Specifically, the trade comes on the heels of reported drama among the founders of “Blue Owl.” We have no indication that the internal drama will cause any problems for “Blue Owl” (the shares may continue to do perfectly fine going forward). However, where there is smoke, there is often fire. And considering two of the Blue Owl founders have retained attorneys because the third founder refuses to resign, we’re more comfortable just getting out of this one. We replaced Blue Owl with this BDC instead.
Conclusion:
The bottom line is that we like Ares Capital, and we continue to own the shares. We have no intention of selling considering the healthy yield, healthy financials and strong overall business. However, we will be watching this upcoming earnings announcement for clues and information about non-accrual loans, interest rate impacts and deal activity in particular.

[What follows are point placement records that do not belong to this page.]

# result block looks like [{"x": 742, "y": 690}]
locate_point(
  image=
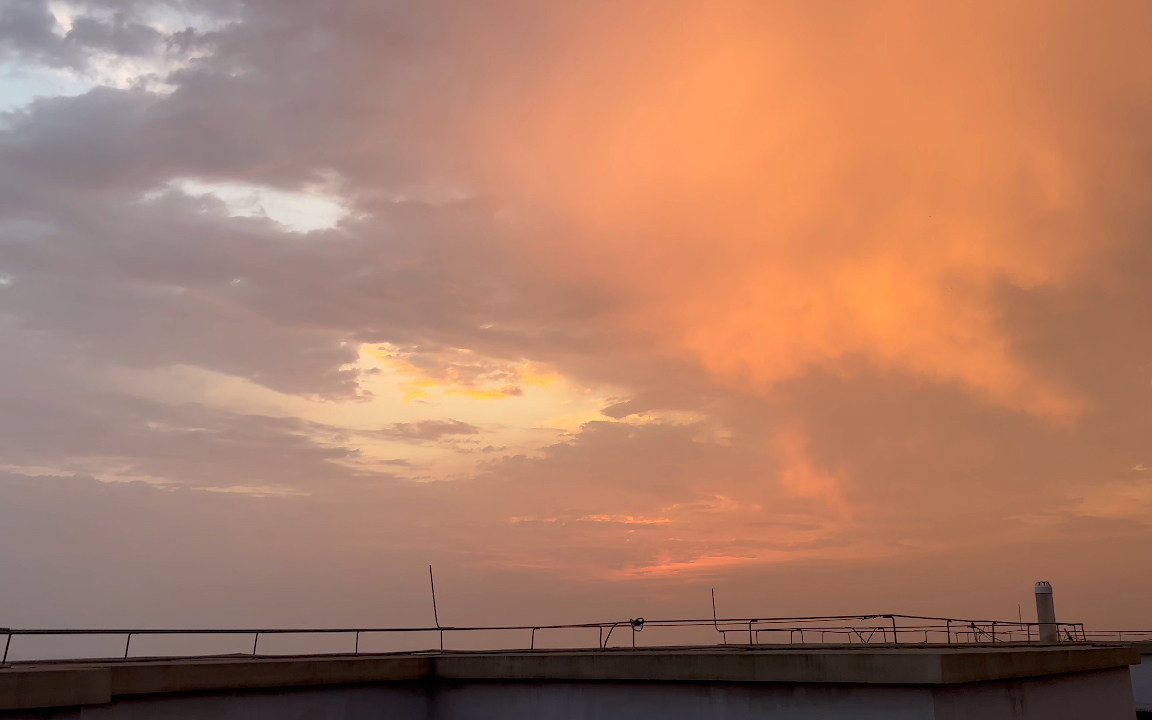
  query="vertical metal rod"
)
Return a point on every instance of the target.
[{"x": 436, "y": 615}]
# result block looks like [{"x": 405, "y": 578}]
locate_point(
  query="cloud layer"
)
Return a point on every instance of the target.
[{"x": 630, "y": 294}]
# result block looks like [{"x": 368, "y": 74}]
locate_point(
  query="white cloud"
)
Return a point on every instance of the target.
[{"x": 301, "y": 211}]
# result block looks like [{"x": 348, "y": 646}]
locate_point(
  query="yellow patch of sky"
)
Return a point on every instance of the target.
[{"x": 518, "y": 408}]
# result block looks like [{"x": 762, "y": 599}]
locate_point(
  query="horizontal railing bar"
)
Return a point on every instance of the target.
[{"x": 741, "y": 622}]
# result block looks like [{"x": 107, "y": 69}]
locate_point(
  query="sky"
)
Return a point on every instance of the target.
[{"x": 595, "y": 307}]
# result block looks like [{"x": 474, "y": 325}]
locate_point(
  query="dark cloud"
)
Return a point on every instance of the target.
[{"x": 108, "y": 265}]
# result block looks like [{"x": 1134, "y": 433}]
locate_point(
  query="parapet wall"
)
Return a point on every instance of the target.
[{"x": 715, "y": 682}]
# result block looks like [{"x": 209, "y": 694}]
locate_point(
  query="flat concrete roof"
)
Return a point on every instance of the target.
[{"x": 63, "y": 683}]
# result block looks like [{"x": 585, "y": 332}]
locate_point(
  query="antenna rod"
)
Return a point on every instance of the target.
[{"x": 432, "y": 582}]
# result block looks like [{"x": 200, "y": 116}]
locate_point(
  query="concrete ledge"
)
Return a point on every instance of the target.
[
  {"x": 33, "y": 686},
  {"x": 54, "y": 687},
  {"x": 854, "y": 666}
]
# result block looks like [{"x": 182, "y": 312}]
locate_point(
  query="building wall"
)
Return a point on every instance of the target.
[
  {"x": 1080, "y": 696},
  {"x": 1142, "y": 683},
  {"x": 1084, "y": 696}
]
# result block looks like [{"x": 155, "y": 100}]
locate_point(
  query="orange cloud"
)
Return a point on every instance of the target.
[{"x": 778, "y": 187}]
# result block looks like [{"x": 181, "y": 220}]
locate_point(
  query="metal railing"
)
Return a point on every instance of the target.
[{"x": 736, "y": 633}]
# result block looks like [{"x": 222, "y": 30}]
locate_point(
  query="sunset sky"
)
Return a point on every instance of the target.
[{"x": 595, "y": 305}]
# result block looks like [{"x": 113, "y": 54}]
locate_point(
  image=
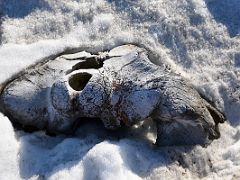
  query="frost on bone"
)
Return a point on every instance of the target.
[{"x": 120, "y": 87}]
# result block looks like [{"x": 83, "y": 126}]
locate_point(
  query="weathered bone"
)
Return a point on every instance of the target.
[{"x": 121, "y": 87}]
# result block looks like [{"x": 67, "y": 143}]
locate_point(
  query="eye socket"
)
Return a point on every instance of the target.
[{"x": 79, "y": 81}]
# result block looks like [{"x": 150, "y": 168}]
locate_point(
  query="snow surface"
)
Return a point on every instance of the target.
[{"x": 199, "y": 39}]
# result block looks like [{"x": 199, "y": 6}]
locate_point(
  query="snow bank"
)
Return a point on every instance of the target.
[{"x": 198, "y": 39}]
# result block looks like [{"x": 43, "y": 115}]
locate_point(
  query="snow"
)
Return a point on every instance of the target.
[{"x": 198, "y": 39}]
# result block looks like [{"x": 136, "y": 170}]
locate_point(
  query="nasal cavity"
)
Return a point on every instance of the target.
[
  {"x": 90, "y": 63},
  {"x": 79, "y": 81}
]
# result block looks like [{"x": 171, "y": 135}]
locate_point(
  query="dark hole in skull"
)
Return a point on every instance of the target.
[
  {"x": 79, "y": 81},
  {"x": 88, "y": 64}
]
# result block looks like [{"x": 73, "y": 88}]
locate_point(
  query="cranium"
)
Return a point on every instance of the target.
[{"x": 120, "y": 87}]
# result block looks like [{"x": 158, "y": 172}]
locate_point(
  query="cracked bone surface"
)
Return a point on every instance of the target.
[{"x": 120, "y": 87}]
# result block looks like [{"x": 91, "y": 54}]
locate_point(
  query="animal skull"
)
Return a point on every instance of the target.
[{"x": 121, "y": 87}]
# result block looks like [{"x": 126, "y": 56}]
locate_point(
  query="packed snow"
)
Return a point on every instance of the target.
[{"x": 198, "y": 39}]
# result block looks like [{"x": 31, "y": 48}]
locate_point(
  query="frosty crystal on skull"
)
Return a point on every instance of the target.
[{"x": 121, "y": 87}]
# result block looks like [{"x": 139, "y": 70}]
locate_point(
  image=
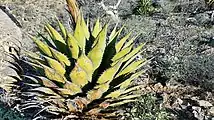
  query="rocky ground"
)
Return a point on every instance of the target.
[{"x": 179, "y": 35}]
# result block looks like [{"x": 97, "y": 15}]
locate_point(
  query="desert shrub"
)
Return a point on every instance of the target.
[
  {"x": 147, "y": 108},
  {"x": 144, "y": 7}
]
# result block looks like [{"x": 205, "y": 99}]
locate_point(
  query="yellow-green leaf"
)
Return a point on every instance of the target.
[
  {"x": 42, "y": 46},
  {"x": 96, "y": 54},
  {"x": 60, "y": 57},
  {"x": 116, "y": 34},
  {"x": 86, "y": 64},
  {"x": 97, "y": 28},
  {"x": 55, "y": 65},
  {"x": 128, "y": 97},
  {"x": 113, "y": 33},
  {"x": 94, "y": 94},
  {"x": 62, "y": 28},
  {"x": 45, "y": 90},
  {"x": 121, "y": 103},
  {"x": 53, "y": 75},
  {"x": 85, "y": 28},
  {"x": 103, "y": 87},
  {"x": 79, "y": 34},
  {"x": 79, "y": 76},
  {"x": 114, "y": 94},
  {"x": 73, "y": 46},
  {"x": 54, "y": 34},
  {"x": 109, "y": 74},
  {"x": 73, "y": 87}
]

Ares announces quarterly results first among the BDCs (expected on Tuesday, July 25th, pre-market), and it may give clues about the health of the BDC market and what is to come for other BDCs. We continue to own Hercules as well, and we expect Blue Owl will most-likely continue to perform well too (even though we recently sold the shares based on concerns about the management team).
Overall, BDCs continue to pay big dividends, and they can be an important part of a high-income-focused investment portfolio.